Old hoses get "welded" to the water pump and the lower radiator coolant outlet neck. The best and quickest solution is to use a utility knife and slice the hose longways right where it contacts the water pump and radiator. Then peel it off those areas.


I had to slice mine a couple of times so I could separate it from the components. At this point, old hoses become sacrificial, and by slicing them you prevent damaging other parts as they are removed.


I also cleaned, lubed, and reused the original hose clamps. And they can be split open so they can be installed after the hose is in place, which is very convenient.


If you have to purchase new hose clamps, buy the best ones you can find. I've used cheap clamps before and they usually immediately fail when you over-tighten them. Good clamps will not fail unless you over-tighten them with a socket and a breaker bar.


I bought Ideal/Tridon SmartSeal hose clamps at the local auto parts store, and they are the best I've ever used.


LUBRICATION

To make installation as painless as possible, I lubed the lower radiator hose inside ends to get them to slide over the water pump and lower radiator outlet easily.

You can use something like dish detergent or a water-soluble lubricant. Yes, the kind intended for personal use. However, do not use anything petroleum-based as it can damage rubber hoses.

I also lubed the exterior of the hose to slide it into position, something I found out, is easily achieved from under the car as explain in the video.
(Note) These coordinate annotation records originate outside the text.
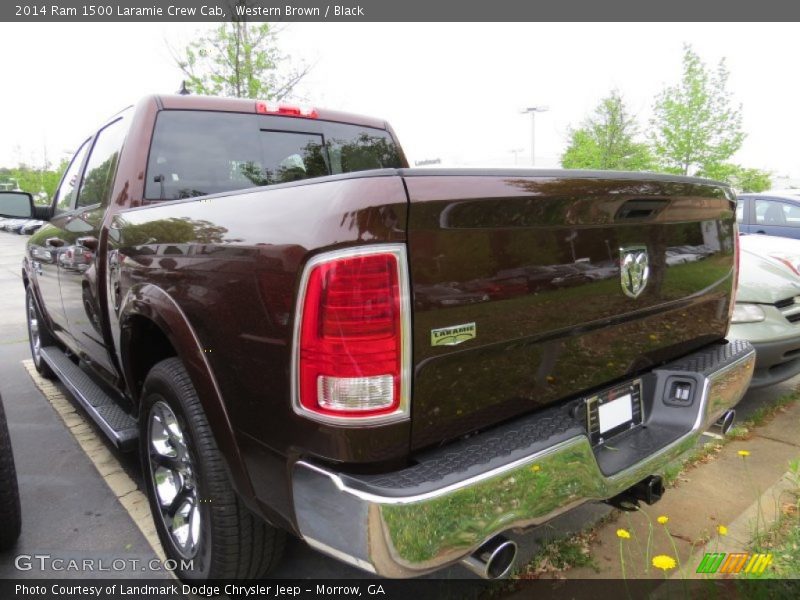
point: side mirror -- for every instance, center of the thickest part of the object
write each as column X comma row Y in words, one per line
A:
column 16, row 205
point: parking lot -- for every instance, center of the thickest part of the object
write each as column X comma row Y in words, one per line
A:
column 72, row 511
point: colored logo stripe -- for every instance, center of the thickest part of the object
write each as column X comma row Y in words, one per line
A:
column 719, row 562
column 711, row 562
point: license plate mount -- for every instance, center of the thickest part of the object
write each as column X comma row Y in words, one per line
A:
column 614, row 411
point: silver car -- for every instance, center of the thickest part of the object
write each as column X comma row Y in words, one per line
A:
column 767, row 309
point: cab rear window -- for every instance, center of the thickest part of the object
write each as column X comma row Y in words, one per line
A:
column 195, row 153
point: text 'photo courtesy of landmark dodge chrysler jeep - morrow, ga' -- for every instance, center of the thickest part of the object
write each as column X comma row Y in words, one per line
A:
column 302, row 335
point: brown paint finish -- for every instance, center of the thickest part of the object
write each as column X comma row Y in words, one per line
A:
column 237, row 293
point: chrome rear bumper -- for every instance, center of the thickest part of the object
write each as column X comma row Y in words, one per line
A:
column 405, row 530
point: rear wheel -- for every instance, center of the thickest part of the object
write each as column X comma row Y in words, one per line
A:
column 9, row 493
column 38, row 335
column 202, row 523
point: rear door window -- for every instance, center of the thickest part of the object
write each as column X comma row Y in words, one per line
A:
column 67, row 190
column 774, row 212
column 102, row 164
column 195, row 153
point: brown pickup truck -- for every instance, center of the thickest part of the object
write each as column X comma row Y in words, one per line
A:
column 301, row 334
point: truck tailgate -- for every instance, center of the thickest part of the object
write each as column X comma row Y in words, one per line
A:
column 520, row 299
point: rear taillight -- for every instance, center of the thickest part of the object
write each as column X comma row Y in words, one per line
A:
column 352, row 337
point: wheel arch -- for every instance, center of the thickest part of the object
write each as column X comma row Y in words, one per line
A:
column 153, row 327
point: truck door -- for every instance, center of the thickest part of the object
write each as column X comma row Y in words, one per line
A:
column 47, row 246
column 79, row 268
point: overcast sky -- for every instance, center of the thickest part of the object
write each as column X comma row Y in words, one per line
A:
column 451, row 91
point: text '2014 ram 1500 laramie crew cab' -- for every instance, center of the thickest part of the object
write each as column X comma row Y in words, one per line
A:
column 301, row 334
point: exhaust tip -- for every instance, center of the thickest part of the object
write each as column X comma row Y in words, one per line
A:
column 494, row 559
column 725, row 422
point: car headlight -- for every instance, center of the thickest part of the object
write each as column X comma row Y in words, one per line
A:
column 747, row 313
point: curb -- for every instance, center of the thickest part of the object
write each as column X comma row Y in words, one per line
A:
column 758, row 517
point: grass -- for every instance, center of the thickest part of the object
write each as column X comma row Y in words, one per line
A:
column 783, row 539
column 561, row 555
column 742, row 431
column 697, row 456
As a side note, a water-soluble lubricant will evaporate quickly and leave no harmful residue behind. A dish detergent may contaminate the coolant, so keep that in mind.

There are several water-based lubricants intended for automotive use, so you have options.
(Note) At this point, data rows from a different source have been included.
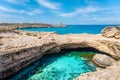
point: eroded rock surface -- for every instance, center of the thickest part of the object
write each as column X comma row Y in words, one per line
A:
column 110, row 73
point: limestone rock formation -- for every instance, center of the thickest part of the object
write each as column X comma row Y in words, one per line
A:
column 112, row 32
column 110, row 73
column 19, row 49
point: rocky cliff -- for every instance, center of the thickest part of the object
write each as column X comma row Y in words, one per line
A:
column 18, row 50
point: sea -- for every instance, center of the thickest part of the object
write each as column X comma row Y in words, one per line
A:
column 70, row 29
column 65, row 65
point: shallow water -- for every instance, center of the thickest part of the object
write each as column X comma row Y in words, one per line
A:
column 59, row 66
column 93, row 29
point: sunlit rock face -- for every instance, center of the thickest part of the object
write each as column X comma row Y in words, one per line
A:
column 103, row 60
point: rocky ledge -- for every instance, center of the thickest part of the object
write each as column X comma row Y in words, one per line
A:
column 19, row 49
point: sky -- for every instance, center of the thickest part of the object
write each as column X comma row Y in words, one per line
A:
column 56, row 11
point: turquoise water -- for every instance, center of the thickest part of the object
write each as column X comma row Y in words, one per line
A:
column 93, row 29
column 59, row 66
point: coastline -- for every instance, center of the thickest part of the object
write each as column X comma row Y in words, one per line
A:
column 27, row 47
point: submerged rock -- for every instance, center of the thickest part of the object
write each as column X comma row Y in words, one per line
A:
column 111, row 32
column 21, row 50
column 103, row 60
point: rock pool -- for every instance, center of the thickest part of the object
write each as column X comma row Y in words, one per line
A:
column 65, row 65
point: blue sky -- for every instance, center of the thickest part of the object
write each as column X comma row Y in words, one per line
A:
column 65, row 11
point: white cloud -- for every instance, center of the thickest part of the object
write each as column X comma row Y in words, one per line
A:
column 33, row 12
column 81, row 11
column 6, row 9
column 17, row 1
column 48, row 4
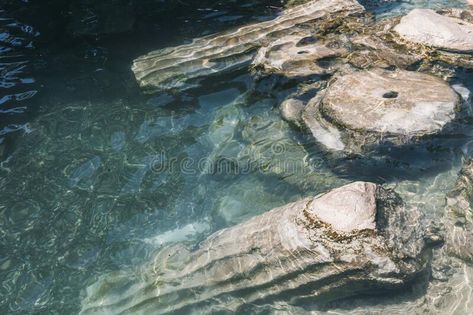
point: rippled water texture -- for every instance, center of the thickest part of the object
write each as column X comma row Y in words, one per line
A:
column 100, row 176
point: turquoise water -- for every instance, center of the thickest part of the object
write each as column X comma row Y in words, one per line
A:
column 98, row 177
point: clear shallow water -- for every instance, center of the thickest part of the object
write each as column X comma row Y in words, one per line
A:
column 102, row 177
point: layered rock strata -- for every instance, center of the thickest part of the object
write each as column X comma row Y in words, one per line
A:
column 352, row 240
column 182, row 66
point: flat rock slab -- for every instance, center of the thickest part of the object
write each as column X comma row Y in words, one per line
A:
column 298, row 55
column 350, row 241
column 459, row 218
column 424, row 26
column 401, row 103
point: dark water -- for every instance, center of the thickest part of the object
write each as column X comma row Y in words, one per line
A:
column 95, row 176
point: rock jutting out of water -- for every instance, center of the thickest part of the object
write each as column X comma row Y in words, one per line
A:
column 181, row 66
column 424, row 26
column 459, row 220
column 366, row 107
column 299, row 55
column 349, row 241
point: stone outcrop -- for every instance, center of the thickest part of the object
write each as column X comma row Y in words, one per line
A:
column 349, row 241
column 182, row 66
column 299, row 55
column 424, row 26
column 459, row 220
column 366, row 107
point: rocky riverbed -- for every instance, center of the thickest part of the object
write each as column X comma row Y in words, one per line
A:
column 365, row 87
column 239, row 157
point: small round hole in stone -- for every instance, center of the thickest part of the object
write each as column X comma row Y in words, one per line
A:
column 391, row 94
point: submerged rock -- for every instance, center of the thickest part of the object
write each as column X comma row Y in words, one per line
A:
column 182, row 66
column 350, row 241
column 368, row 107
column 299, row 55
column 424, row 26
column 459, row 221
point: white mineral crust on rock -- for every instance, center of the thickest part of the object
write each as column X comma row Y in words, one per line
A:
column 425, row 26
column 350, row 241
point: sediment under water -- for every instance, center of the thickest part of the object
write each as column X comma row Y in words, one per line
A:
column 100, row 177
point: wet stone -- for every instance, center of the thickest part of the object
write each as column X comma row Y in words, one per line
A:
column 346, row 242
column 424, row 26
column 371, row 105
column 459, row 218
column 183, row 66
column 298, row 55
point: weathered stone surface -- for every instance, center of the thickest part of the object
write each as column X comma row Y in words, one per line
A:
column 302, row 250
column 459, row 221
column 427, row 27
column 177, row 67
column 291, row 110
column 348, row 208
column 380, row 104
column 298, row 55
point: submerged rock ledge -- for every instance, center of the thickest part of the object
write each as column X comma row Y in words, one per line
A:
column 352, row 240
column 366, row 107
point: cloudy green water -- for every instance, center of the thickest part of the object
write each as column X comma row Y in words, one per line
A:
column 99, row 177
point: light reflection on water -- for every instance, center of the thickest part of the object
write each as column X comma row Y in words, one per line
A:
column 89, row 187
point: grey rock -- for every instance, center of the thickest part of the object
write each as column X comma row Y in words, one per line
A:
column 304, row 249
column 425, row 26
column 459, row 219
column 366, row 107
column 182, row 66
column 298, row 55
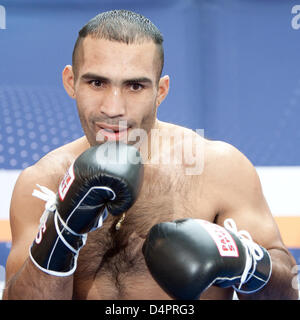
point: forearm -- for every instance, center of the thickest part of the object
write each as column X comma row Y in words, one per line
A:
column 281, row 285
column 30, row 283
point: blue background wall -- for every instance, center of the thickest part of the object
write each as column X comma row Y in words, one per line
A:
column 234, row 68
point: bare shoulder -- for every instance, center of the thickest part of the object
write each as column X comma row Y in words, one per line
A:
column 230, row 167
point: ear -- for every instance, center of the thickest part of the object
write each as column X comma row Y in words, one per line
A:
column 163, row 89
column 68, row 81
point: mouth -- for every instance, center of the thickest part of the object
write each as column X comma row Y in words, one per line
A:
column 111, row 133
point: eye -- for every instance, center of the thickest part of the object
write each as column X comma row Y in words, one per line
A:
column 96, row 83
column 136, row 86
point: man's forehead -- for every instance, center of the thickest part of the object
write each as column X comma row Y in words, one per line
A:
column 95, row 45
column 106, row 54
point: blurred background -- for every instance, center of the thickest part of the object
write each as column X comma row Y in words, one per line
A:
column 234, row 67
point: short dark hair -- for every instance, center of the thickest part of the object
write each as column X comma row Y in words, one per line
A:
column 122, row 26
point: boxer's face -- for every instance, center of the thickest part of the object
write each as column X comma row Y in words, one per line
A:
column 116, row 88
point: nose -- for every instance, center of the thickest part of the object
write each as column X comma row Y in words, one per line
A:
column 113, row 104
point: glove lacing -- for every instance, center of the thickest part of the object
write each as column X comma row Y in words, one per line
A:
column 50, row 197
column 253, row 251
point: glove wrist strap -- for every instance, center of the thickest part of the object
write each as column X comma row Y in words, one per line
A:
column 55, row 249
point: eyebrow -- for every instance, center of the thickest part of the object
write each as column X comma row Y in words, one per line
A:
column 93, row 76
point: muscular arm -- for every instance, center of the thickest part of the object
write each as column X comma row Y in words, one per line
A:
column 23, row 279
column 242, row 200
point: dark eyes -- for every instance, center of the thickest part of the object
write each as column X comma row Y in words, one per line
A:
column 132, row 86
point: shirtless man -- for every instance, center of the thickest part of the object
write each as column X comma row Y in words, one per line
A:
column 116, row 78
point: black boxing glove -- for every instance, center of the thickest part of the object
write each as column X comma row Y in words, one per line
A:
column 104, row 178
column 187, row 256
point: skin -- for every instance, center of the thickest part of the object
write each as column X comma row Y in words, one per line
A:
column 227, row 187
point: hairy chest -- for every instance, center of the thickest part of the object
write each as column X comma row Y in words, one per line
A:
column 116, row 255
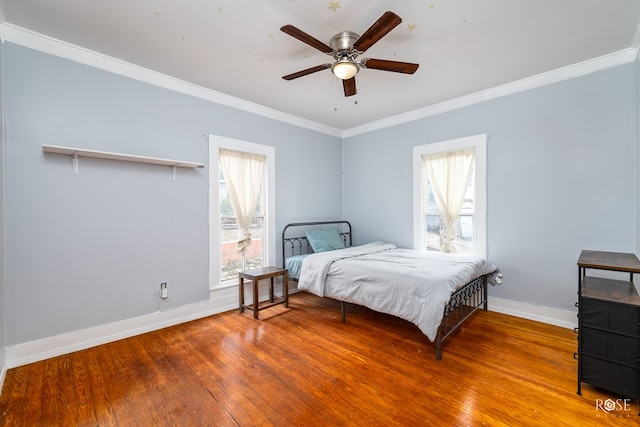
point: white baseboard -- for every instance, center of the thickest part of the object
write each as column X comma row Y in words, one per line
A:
column 34, row 351
column 221, row 300
column 550, row 315
column 3, row 374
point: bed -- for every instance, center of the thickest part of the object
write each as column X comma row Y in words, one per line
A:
column 435, row 291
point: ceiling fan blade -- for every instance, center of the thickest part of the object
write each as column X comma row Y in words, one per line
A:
column 306, row 38
column 385, row 65
column 387, row 22
column 349, row 86
column 307, row 71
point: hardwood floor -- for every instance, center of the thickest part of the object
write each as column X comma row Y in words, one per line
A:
column 302, row 367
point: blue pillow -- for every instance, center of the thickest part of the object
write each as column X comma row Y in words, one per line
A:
column 325, row 240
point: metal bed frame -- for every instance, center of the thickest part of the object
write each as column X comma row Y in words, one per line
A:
column 462, row 304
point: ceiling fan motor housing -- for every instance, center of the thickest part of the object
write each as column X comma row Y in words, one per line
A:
column 342, row 45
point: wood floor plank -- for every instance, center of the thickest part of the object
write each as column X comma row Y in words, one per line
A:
column 301, row 366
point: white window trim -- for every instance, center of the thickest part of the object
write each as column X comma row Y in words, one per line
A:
column 216, row 142
column 479, row 143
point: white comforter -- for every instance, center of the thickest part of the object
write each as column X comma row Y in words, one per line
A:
column 410, row 284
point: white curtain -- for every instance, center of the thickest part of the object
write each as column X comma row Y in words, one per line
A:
column 243, row 174
column 449, row 175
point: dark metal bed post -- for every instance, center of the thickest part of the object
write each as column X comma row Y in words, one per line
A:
column 462, row 304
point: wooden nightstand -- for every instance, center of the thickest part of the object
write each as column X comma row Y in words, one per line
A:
column 255, row 276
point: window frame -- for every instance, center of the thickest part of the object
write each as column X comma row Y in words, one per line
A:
column 479, row 144
column 215, row 143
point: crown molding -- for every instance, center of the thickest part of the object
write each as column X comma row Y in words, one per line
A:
column 46, row 44
column 603, row 62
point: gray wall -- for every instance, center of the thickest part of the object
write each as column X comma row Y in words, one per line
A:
column 561, row 178
column 90, row 249
column 637, row 230
column 3, row 322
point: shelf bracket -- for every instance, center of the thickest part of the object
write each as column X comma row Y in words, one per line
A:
column 75, row 160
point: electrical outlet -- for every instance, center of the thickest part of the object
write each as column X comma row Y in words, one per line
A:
column 164, row 291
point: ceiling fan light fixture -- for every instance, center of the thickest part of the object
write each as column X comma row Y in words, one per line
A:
column 345, row 69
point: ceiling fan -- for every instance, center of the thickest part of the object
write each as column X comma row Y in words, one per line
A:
column 346, row 46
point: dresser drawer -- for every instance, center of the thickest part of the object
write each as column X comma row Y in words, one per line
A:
column 610, row 346
column 610, row 376
column 621, row 318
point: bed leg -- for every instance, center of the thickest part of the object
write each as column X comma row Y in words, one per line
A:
column 485, row 292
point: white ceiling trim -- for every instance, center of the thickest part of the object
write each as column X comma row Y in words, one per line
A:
column 46, row 44
column 607, row 61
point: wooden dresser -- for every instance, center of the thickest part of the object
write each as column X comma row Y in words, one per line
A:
column 609, row 324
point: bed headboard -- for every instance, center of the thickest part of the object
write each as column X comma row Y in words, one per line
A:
column 294, row 239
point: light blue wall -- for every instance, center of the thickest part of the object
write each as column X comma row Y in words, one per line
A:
column 2, row 228
column 90, row 249
column 561, row 178
column 637, row 123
I was able to complete the job only to discover that my copper radiator had sprung a leak, which was the perfect excuse to purchase a 3-row aluminum radiator by Champion.
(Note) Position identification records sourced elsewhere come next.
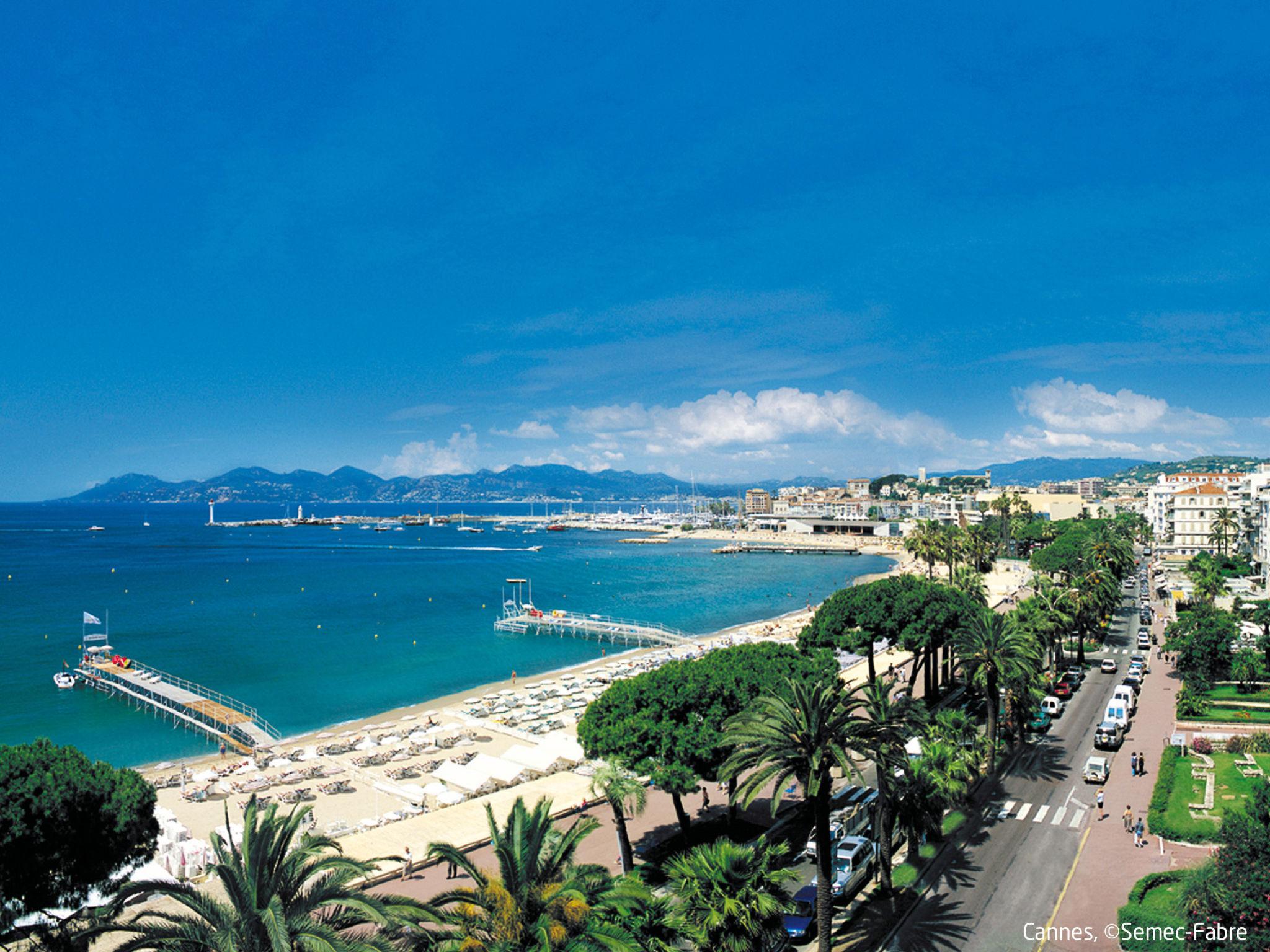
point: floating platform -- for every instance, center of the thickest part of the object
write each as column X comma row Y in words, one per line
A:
column 189, row 703
column 785, row 550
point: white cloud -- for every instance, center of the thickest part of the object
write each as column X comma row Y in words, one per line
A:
column 530, row 430
column 429, row 459
column 737, row 420
column 1082, row 408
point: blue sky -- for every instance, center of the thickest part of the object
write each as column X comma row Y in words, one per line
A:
column 729, row 240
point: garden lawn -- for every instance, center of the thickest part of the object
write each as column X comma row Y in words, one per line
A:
column 1231, row 791
column 1232, row 715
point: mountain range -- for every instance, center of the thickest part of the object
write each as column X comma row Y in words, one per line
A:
column 254, row 484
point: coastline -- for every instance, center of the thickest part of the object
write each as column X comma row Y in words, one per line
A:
column 456, row 697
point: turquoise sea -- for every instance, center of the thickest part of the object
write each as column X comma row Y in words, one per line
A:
column 313, row 626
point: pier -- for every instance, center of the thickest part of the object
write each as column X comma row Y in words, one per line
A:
column 784, row 550
column 187, row 703
column 520, row 617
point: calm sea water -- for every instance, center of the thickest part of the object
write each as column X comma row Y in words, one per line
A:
column 313, row 626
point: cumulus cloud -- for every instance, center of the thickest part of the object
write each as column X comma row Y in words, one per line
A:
column 430, row 459
column 1082, row 408
column 737, row 420
column 530, row 430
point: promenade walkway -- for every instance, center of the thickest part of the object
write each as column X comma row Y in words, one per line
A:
column 1109, row 863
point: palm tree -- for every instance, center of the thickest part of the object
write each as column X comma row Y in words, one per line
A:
column 283, row 890
column 992, row 650
column 969, row 580
column 1226, row 526
column 893, row 721
column 624, row 791
column 730, row 896
column 801, row 736
column 930, row 785
column 923, row 542
column 538, row 899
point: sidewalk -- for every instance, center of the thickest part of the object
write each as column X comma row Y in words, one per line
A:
column 1109, row 863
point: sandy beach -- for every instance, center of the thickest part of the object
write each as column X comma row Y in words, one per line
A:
column 378, row 813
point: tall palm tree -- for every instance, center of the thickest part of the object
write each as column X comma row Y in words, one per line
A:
column 1226, row 526
column 992, row 650
column 929, row 786
column 536, row 899
column 893, row 721
column 730, row 896
column 283, row 890
column 624, row 791
column 801, row 736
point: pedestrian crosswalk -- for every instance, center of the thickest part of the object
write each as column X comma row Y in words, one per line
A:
column 1070, row 815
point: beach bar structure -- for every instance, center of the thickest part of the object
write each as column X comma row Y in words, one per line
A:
column 520, row 617
column 186, row 702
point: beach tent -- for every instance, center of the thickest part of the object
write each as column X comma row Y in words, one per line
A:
column 460, row 776
column 498, row 769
I am working on a video series about the installation of the new aluminum radiator so please subscribe to my YouTube channel and turn on post notifications to receive a message when I upload new videos.

In the meantime, I hope the video below will give you a better understanding of replacing both radiator hoses, especially the lower hose.


There are other things you can do to make this job easier. A lot easier in fact. However, they will require more time and additional parts to be removed.

If your Corvette doesn't have air conditioning, that is a plus since loosening the radiator core support will allow you to tilt it forward far enough so you can remove the shroud. In one piece!

On the other hand, if your car does have A/C, then the only way to do this without damaging the condenser is to remove the headlamp actuators. At this point, you might as well just huff and puff and get the job done with the shroud in place. I did it.

Removing the shroud is yet another frustrating job that only gets more complicated when you fail to get enough parts out of the way, but once the shroud is out of the way, installing the lower radiator hose is fairly simple and easy.

The picture below is of the new aluminum radiator during installation, but it also shows how the inlet water neck is easily accessible with the shroud out of the car.


To remove the shroud you will need to remove four of the six bolts that secure the core support in place to the inner fenders and loosen the other two that secure it to the chassis, as this will allow you to rotate it out of the way. You will also need to remove two nuts at the bottom, next to the lower radiator stays plus the upper stays and brackets. 

You will also need to disconnect the upper hose at the inlet radiator neck, which is very easy to do.

Again, this can become quite an involved job if you want to do it right, and I don't want to discourage you from giving it a shot, but if you have the money, an experienced Corvette mechanic can save you a lot of aggravation and frustration.

It won't be cheap, but it will be done right and you get to keep your sanity.

So yes. This is not an easy DIY project by any means, and I had to walk away from it a few times. I am fortunate to have a large garage and a QuickJack lift at home, which makes the job so much easier.

I hope this article and video will give you a better understanding of what's involved to remove an old lower radiator hose and install a new one.

Thank you for following my '76 Vette Blog!